Napoli, arriva l’unità per combattere l’obesità

Lug 5 • SaluteNessun commento su Napoli, arriva l’unità per combattere l’obesità

Obesità: apre il nuovo reparto del Secondo Policlinico. L’annuncio al convegno di Città della Scienza


La regione più colpita dal fenomeno obesità è la Campania, dove risiedono ben 700.000 dei 6 milioni di obesi italiani. Per arginare questa emergenza, i medici riuniti ieri a Città della Scienza per il convegno “L’assistenza al paziente obeso in Campania: stato dell’arte e prospettive future” hanno annunciato l’apertura di un nuovo reparto presso il dipartimento di Gastroenterologia, Endocrinologia e Chirurgia del Secondo Policlinico di Napoli. L’Obesity Unit, questo il nome del centro, dovrà occuparsi del trattamento medico-chirurgico del paziente afflitto da questo problema.

Anna Maria Colao, docente di Endocrinologia e coordinatrice scientifica dell’incontro, spiega che «è necessario realizzare una rete sanitaria regionale che stimoli una sinergia tra tutti gli specialisti del settore». Solo così sarà possibile individuare la terapia più appropriata, soprattutto per i casi gravi; in Italia se ne sono registrati 20.000 nell’arco degli ultimi sette anni.

Questo il filo conduttore che sta regolando tutti i momenti di aggregazione, tavole rotonde e simposi, previsti per il V Forum di Città della Scienza in corso dal 3 al 5 Luglio. L’obiettivo è attenuare il gravoso flusso di pazienti che dalla Campania si reca altrove per curarsi, iniziando dall’approfondimento di temi all’avanguardia come l’incidenza sulla fertilità maschile di inquinanti ambientali, alimenti, sport e addirittura smartphone e tablet.

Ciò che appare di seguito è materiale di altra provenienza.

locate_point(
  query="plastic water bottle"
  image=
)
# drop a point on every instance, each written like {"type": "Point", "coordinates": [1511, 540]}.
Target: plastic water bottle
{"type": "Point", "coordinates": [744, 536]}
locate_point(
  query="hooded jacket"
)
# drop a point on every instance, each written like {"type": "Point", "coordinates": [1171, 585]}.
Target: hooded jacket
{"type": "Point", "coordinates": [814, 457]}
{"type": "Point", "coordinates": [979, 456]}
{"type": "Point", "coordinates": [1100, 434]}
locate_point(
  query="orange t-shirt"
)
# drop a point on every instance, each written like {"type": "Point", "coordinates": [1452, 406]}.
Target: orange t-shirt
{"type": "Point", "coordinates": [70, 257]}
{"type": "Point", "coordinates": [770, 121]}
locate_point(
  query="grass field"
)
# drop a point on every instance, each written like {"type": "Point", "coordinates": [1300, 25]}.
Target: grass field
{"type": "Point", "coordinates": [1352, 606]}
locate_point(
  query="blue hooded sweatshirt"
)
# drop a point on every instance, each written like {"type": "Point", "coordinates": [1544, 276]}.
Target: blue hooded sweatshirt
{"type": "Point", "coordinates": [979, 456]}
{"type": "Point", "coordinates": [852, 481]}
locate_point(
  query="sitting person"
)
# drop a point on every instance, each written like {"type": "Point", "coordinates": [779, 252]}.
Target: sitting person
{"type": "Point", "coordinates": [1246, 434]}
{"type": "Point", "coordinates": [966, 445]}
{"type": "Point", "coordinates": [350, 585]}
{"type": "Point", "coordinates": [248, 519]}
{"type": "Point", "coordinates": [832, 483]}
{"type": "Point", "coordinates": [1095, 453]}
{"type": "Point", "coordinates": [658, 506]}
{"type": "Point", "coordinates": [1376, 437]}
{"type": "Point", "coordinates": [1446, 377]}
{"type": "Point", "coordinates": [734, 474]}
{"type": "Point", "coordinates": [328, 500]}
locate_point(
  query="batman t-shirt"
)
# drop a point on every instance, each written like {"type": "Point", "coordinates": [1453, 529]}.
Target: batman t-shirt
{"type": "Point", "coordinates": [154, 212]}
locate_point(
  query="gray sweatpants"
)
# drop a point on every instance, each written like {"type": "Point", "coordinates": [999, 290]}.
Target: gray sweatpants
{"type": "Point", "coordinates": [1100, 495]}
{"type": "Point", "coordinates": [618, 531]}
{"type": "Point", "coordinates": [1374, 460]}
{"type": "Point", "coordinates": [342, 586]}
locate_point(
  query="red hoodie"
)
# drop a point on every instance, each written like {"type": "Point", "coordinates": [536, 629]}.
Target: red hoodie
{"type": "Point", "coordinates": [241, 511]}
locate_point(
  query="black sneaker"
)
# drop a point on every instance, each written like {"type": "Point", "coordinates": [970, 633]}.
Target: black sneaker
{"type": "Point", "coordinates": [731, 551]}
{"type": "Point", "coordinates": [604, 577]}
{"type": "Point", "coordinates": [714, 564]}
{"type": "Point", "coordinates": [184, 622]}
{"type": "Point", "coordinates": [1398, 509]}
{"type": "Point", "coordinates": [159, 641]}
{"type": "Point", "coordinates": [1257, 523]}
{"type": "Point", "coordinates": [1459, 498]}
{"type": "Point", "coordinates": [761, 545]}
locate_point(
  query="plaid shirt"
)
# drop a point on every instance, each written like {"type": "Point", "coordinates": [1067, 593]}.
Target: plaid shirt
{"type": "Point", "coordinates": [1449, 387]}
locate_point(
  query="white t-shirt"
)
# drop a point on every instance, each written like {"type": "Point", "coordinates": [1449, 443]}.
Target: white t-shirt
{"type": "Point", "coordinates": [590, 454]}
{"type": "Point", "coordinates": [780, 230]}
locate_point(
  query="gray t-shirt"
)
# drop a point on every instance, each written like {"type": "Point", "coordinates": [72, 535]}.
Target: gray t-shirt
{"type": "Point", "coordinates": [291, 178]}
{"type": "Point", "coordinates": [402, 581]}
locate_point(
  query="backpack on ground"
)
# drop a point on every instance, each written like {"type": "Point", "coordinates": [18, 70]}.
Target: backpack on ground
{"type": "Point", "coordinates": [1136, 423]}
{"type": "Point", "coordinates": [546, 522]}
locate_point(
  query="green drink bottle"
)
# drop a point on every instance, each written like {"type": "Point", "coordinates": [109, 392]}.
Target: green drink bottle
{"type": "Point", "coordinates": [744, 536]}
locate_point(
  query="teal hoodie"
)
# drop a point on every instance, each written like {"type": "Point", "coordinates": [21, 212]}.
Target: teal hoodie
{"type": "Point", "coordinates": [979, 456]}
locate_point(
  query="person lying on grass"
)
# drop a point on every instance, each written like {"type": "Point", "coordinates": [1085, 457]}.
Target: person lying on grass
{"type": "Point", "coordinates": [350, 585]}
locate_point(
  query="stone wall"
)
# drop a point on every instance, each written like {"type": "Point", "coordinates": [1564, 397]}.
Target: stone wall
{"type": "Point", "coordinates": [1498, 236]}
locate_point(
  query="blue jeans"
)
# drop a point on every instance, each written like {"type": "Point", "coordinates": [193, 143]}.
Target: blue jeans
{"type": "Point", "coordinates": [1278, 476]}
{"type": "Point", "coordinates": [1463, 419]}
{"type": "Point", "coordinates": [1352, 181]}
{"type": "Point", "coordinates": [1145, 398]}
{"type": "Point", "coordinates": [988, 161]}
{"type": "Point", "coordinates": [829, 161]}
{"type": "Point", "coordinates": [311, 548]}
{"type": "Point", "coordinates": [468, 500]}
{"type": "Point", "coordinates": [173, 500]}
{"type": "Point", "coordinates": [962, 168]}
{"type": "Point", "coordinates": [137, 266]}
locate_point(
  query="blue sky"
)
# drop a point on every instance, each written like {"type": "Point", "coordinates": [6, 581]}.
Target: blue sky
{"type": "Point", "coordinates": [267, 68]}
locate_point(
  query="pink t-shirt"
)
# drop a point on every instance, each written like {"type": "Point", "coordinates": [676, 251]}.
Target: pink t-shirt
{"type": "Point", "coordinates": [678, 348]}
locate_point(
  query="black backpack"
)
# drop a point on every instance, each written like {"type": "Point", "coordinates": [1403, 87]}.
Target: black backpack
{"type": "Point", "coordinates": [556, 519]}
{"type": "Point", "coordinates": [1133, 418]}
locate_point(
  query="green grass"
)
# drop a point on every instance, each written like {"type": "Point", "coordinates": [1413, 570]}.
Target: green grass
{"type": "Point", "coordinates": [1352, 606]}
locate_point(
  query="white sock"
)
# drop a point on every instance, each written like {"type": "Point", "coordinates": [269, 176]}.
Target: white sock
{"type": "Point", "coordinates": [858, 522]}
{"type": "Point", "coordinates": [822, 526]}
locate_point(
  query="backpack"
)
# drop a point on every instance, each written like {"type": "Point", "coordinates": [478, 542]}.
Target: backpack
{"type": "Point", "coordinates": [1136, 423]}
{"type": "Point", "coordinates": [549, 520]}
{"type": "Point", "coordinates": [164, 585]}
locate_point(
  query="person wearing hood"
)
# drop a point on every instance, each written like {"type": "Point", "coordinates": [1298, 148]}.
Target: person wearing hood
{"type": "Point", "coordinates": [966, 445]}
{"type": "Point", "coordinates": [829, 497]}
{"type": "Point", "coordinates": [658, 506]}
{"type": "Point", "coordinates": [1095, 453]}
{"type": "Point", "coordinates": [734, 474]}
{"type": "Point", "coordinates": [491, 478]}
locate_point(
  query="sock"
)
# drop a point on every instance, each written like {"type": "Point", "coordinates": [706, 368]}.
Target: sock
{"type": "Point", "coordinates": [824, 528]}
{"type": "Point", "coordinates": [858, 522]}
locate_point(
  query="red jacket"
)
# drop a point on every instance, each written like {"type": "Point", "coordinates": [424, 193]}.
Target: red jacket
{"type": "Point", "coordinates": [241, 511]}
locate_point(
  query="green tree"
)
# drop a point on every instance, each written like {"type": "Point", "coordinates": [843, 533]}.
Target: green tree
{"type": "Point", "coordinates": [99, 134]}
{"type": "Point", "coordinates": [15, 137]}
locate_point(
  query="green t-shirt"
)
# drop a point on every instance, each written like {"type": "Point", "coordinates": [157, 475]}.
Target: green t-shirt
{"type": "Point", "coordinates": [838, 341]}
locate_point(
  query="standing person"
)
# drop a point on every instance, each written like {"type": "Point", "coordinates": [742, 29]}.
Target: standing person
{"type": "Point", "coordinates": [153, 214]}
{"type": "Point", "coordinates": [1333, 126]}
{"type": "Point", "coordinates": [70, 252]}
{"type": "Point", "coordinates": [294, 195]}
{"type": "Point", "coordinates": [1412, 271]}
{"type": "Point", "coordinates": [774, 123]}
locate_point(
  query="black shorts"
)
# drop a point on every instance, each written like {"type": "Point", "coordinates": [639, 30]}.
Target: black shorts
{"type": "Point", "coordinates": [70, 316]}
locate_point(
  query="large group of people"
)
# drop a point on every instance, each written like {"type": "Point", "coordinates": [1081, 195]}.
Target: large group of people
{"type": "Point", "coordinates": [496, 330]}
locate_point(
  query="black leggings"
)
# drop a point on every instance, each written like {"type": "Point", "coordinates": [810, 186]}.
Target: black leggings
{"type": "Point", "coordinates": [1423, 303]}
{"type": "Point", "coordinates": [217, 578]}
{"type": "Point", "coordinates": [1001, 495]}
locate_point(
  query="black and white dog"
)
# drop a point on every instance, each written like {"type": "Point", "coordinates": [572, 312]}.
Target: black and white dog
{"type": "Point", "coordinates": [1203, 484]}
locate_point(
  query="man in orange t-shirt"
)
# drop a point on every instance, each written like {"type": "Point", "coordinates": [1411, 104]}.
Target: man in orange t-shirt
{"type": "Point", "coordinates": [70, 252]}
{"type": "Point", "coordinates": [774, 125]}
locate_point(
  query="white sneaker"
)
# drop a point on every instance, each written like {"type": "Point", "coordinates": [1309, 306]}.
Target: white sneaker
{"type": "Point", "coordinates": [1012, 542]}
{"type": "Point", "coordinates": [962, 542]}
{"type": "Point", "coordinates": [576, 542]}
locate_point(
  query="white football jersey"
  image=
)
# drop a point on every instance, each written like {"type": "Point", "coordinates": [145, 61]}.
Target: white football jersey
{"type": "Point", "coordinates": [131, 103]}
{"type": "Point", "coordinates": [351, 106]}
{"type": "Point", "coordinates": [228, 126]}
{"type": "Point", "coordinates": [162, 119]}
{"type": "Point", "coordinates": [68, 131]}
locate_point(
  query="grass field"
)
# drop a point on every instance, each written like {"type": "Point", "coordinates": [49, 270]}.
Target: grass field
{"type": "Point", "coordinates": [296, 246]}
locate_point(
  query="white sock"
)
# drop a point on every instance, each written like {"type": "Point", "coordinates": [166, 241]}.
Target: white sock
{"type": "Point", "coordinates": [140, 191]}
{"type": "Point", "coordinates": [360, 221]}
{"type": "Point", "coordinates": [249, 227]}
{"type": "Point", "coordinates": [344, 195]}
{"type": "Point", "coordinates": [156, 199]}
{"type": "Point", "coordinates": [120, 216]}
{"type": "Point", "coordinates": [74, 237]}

A destare maggiore preoccupazione sono comunque i dati del fenomeno obesità: l’eccesso ponderale aumenta con l’età, è più diffuso negli uomini che nelle donne (rispettivamente 54 e 39 per cento) e nelle persone con basso livello di istruzione. Dal dibattito di ieri è emerso anche che il metodo più efficiente per la cura dei casi gravi è l’intervento bariatrico, in grado di migliorare la qualità della vita del paziente e aumentarne la quantità senza, tra l’ altro, gravare molto sulla spesa socio-sanitaria regionale. Piuttosto che accumulare continui casi di mala-sanità, si spera di imboccare la strada giusta per combattere uno dei mali del nostro tempo.